这几天整理的小巧中文分词词库供大家下载

这几天在还在优化中文分词,词库一直是个问题,所以重新整理了网上几个流行的词库,先发上一个比较小巧的词库(数据量92984)上来,带词性和tf/idf词频统计
大致的词性从以下代码中可以获得,整理好的词库文件在附件中下载,编码是UTF-8,比较适合小型项目使用,更大的还在整理中下载文件带词性和tf/idf词频统计小巧中文分词词库.rar (771.84 KB , 下载:4455次)
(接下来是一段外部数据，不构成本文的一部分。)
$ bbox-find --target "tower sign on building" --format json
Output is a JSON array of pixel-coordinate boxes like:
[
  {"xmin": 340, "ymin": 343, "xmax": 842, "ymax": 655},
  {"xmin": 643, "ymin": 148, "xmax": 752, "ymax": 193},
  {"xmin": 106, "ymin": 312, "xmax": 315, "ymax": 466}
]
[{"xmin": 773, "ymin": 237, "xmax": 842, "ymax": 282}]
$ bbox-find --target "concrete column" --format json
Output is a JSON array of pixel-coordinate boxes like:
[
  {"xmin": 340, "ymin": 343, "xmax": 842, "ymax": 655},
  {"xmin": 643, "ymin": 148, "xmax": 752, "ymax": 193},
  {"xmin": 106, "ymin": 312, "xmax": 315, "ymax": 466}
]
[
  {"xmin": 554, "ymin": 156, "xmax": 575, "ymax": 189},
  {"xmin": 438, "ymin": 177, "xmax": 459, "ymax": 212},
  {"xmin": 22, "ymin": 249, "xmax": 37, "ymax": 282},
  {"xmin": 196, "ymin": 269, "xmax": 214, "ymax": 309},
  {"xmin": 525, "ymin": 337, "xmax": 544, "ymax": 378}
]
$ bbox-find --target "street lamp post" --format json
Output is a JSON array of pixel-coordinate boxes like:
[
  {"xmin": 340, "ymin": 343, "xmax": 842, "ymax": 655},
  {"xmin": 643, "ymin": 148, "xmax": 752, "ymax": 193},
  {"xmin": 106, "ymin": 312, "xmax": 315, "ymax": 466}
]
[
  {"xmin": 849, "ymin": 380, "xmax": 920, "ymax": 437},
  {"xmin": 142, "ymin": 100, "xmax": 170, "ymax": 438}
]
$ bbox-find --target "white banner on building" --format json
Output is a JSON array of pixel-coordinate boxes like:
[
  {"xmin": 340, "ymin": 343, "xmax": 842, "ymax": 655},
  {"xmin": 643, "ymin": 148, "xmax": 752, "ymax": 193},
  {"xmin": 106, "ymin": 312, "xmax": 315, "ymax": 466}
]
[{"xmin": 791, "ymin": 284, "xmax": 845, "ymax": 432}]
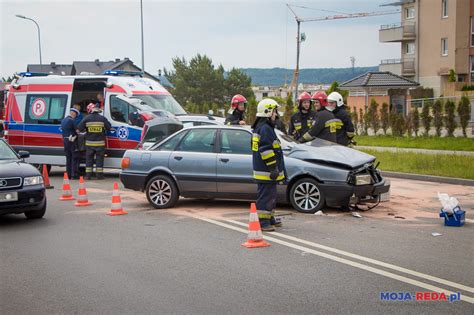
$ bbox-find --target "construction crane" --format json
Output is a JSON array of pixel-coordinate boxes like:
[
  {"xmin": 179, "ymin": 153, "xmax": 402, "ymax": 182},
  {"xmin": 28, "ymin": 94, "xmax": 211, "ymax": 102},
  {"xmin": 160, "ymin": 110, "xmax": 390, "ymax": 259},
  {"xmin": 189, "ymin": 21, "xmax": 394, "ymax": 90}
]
[{"xmin": 286, "ymin": 3, "xmax": 400, "ymax": 104}]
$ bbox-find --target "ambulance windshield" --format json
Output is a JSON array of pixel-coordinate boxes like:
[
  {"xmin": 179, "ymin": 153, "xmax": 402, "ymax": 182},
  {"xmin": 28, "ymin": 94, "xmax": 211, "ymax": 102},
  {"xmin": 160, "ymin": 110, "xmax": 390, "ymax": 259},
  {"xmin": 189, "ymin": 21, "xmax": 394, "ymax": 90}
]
[{"xmin": 133, "ymin": 94, "xmax": 186, "ymax": 115}]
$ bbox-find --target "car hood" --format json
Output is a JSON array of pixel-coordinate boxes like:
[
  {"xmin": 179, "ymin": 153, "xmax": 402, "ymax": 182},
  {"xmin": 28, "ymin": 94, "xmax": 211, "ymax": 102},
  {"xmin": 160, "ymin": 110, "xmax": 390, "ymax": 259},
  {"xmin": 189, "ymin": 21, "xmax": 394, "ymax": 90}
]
[
  {"xmin": 288, "ymin": 139, "xmax": 375, "ymax": 168},
  {"xmin": 0, "ymin": 160, "xmax": 41, "ymax": 178}
]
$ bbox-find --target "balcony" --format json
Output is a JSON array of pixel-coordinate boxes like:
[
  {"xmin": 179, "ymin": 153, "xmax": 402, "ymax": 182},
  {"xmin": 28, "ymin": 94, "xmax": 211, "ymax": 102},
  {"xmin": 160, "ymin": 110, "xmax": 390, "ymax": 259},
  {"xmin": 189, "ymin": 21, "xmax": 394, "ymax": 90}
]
[{"xmin": 379, "ymin": 23, "xmax": 416, "ymax": 43}]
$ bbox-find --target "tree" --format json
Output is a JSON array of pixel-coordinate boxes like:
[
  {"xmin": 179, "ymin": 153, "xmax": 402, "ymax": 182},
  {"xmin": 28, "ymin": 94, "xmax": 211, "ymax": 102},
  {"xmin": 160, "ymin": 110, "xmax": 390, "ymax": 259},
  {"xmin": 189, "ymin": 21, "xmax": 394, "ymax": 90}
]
[
  {"xmin": 380, "ymin": 103, "xmax": 390, "ymax": 135},
  {"xmin": 444, "ymin": 100, "xmax": 457, "ymax": 137},
  {"xmin": 351, "ymin": 106, "xmax": 359, "ymax": 135},
  {"xmin": 433, "ymin": 99, "xmax": 443, "ymax": 137},
  {"xmin": 458, "ymin": 95, "xmax": 471, "ymax": 137},
  {"xmin": 411, "ymin": 107, "xmax": 420, "ymax": 137},
  {"xmin": 421, "ymin": 99, "xmax": 433, "ymax": 136},
  {"xmin": 367, "ymin": 99, "xmax": 380, "ymax": 135}
]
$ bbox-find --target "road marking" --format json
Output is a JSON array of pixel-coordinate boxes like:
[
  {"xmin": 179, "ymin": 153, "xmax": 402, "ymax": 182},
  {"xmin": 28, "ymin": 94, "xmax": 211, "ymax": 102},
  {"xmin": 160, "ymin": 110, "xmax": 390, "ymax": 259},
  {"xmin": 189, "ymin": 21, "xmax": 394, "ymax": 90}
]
[
  {"xmin": 224, "ymin": 219, "xmax": 474, "ymax": 293},
  {"xmin": 188, "ymin": 213, "xmax": 474, "ymax": 304}
]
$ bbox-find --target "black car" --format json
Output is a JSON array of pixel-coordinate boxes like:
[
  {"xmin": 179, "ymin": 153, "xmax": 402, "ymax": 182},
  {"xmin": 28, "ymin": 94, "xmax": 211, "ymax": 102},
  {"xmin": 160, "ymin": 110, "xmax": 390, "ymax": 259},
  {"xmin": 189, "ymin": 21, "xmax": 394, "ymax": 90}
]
[{"xmin": 0, "ymin": 139, "xmax": 46, "ymax": 219}]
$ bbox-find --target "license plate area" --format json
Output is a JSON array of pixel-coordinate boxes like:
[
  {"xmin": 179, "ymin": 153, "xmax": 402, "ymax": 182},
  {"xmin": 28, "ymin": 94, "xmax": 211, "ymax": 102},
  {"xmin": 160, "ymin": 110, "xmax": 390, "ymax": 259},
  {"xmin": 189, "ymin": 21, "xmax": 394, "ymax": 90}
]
[{"xmin": 0, "ymin": 191, "xmax": 18, "ymax": 202}]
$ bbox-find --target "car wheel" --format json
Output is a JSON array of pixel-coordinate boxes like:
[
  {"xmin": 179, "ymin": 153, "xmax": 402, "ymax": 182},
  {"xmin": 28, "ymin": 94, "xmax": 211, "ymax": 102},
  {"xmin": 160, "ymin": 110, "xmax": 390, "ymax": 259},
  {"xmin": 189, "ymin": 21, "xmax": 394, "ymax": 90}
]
[
  {"xmin": 290, "ymin": 178, "xmax": 325, "ymax": 213},
  {"xmin": 145, "ymin": 175, "xmax": 179, "ymax": 209},
  {"xmin": 25, "ymin": 200, "xmax": 46, "ymax": 220}
]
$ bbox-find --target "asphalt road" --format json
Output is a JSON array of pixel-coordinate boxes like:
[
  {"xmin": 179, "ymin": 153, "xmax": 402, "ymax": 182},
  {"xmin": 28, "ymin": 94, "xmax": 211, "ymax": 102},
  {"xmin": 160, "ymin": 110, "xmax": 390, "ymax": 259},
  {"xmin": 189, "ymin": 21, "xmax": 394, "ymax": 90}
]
[{"xmin": 0, "ymin": 175, "xmax": 474, "ymax": 314}]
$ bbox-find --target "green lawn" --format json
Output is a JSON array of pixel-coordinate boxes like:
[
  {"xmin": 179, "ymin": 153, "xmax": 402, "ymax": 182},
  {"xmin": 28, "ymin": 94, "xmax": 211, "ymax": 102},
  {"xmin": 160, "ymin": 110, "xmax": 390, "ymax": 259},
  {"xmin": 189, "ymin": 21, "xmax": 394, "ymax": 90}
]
[
  {"xmin": 361, "ymin": 150, "xmax": 474, "ymax": 179},
  {"xmin": 355, "ymin": 136, "xmax": 474, "ymax": 151}
]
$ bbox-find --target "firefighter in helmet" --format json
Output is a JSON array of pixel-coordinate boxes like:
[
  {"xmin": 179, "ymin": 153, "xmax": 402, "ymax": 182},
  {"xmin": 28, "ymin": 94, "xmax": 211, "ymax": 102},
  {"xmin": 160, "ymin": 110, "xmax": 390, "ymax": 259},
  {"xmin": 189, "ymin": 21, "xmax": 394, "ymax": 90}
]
[
  {"xmin": 77, "ymin": 103, "xmax": 112, "ymax": 179},
  {"xmin": 288, "ymin": 92, "xmax": 315, "ymax": 139},
  {"xmin": 225, "ymin": 94, "xmax": 247, "ymax": 125},
  {"xmin": 252, "ymin": 99, "xmax": 286, "ymax": 231},
  {"xmin": 328, "ymin": 92, "xmax": 355, "ymax": 146}
]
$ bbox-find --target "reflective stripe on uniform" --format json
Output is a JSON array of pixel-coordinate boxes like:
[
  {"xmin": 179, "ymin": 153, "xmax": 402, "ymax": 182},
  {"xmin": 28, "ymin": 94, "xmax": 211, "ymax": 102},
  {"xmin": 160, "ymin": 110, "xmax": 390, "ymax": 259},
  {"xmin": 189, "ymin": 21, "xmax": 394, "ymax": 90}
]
[
  {"xmin": 253, "ymin": 171, "xmax": 285, "ymax": 181},
  {"xmin": 260, "ymin": 150, "xmax": 275, "ymax": 160}
]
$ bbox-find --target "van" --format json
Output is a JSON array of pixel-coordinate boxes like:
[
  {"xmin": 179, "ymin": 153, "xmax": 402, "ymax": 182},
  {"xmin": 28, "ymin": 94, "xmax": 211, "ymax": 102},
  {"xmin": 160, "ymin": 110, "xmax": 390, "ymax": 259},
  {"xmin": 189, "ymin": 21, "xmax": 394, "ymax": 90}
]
[{"xmin": 4, "ymin": 71, "xmax": 187, "ymax": 168}]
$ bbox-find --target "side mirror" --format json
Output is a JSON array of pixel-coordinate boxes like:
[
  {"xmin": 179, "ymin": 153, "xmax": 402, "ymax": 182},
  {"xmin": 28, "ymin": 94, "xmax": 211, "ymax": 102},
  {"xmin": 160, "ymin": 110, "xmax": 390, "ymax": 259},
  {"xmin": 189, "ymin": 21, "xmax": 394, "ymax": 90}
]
[{"xmin": 18, "ymin": 150, "xmax": 30, "ymax": 159}]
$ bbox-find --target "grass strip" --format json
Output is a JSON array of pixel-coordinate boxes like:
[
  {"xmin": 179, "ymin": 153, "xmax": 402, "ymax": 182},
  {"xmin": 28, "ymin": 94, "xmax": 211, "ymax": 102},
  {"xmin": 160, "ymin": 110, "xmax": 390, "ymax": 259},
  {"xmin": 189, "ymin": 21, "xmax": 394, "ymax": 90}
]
[
  {"xmin": 361, "ymin": 150, "xmax": 474, "ymax": 179},
  {"xmin": 355, "ymin": 136, "xmax": 474, "ymax": 151}
]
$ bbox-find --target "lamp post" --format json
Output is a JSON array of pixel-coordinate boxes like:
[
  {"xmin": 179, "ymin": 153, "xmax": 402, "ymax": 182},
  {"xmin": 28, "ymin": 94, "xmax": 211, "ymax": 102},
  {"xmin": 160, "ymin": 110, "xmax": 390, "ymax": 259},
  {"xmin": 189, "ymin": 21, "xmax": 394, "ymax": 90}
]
[{"xmin": 15, "ymin": 14, "xmax": 43, "ymax": 67}]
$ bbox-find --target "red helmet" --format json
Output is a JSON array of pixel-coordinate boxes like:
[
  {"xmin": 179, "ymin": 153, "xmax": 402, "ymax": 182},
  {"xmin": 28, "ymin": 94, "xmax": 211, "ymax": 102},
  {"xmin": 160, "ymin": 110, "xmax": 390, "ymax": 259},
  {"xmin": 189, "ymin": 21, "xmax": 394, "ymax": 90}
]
[
  {"xmin": 230, "ymin": 94, "xmax": 247, "ymax": 109},
  {"xmin": 87, "ymin": 103, "xmax": 96, "ymax": 114},
  {"xmin": 311, "ymin": 91, "xmax": 328, "ymax": 106}
]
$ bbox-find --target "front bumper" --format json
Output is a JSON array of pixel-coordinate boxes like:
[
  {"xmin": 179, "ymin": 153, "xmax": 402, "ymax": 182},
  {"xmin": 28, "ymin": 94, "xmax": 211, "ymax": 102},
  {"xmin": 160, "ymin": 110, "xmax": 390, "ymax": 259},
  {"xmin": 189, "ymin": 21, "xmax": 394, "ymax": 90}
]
[{"xmin": 0, "ymin": 185, "xmax": 46, "ymax": 215}]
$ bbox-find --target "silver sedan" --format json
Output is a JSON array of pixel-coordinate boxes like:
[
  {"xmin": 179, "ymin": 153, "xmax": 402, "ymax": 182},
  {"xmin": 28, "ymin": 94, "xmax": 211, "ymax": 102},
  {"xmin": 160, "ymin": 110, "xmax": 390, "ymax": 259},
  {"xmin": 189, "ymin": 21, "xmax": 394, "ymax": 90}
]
[{"xmin": 120, "ymin": 125, "xmax": 390, "ymax": 213}]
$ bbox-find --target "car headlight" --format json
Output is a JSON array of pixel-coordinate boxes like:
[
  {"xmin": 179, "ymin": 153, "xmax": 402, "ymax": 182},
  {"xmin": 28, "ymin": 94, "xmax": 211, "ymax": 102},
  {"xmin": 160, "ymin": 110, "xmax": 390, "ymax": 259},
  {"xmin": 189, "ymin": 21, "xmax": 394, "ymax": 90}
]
[
  {"xmin": 23, "ymin": 176, "xmax": 43, "ymax": 186},
  {"xmin": 356, "ymin": 175, "xmax": 372, "ymax": 185}
]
            HtPos.Add("a", "1073741824");
            HtPos.Add("b", "536870912");
            HtPos.Add("c", "268435456");
            HtPos.Add("d", "134217728");
            HtPos.Add("e", "67108864");
            HtPos.Add("f", "33554432");
            HtPos.Add("i", "16777216");
            HtPos.Add("l", "8388608");
            HtPos.Add("m", "4194304");
            HtPos.Add("mq", "2097152");
            HtPos.Add("n", "1048576");
            HtPos.Add("o", "524288");
            HtPos.Add("p", "262144");
            HtPos.Add("q", "131072");
            HtPos.Add("r", "65536");
            HtPos.Add("s", "32768");
            HtPos.Add("t", "16384");
            HtPos.Add("u", "8192");
            HtPos.Add("v", "4096");
            HtPos.Add("x", "1024");
            HtPos.Add("y", "512");
            HtPos.Add("z", "256");
            HtPos.Add("nr", "128");
            HtPos.Add("ns", "64");
            HtPos.Add("nt", "32");
            HtPos.Add("nz", "8");
 
            HtPosCsw.Add("a", "形容词");
            HtPosCsw.Add("b", "区别词");
            HtPosCsw.Add("c", "连词");
            HtPosCsw.Add("d", "副词");
            HtPosCsw.Add("e", "叹词");
            HtPosCsw.Add("f", "方位词");
            HtPosCsw.Add("i", "成语");
            HtPosCsw.Add("l", "习惯用语");
            HtPosCsw.Add("m", "数词");
            HtPosCsw.Add("mq", "数量词");
            HtPosCsw.Add("n", "名词");
            HtPosCsw.Add("o", "拟声词");
            HtPosCsw.Add("p", "介词");
            HtPosCsw.Add("q", "量词");
            HtPosCsw.Add("r", "代词");
            HtPosCsw.Add("s", "处所词");
            HtPosCsw.Add("t", "时间词");
            HtPosCsw.Add("u", "助词");
            HtPosCsw.Add("v", "动词");
            HtPosCsw.Add("x", "非语素字");
            HtPosCsw.Add("y", "语气词");
            HtPosCsw.Add("z", "状态词");
            HtPosCsw.Add("nr", "人名");
            HtPosCsw.Add("ns", "地名");
            HtPosCsw.Add("nt", "机构团体");
            HtPosCsw.Add("nz", "其他专名");
            HtPosCsw.Add("un", "未知词性");

引用通告地址: 点击获取引用地址
评论: 11 | 引用: 0 | 阅读: 8796
jszj [ 2008-12-01 15:02 | 回复 | 编辑 删除 ]
词库里类似13.53 8.30这样的东西是什么?
DGQ2010 [ 2010-03-04 02:14 | 回复 | 编辑 删除 ]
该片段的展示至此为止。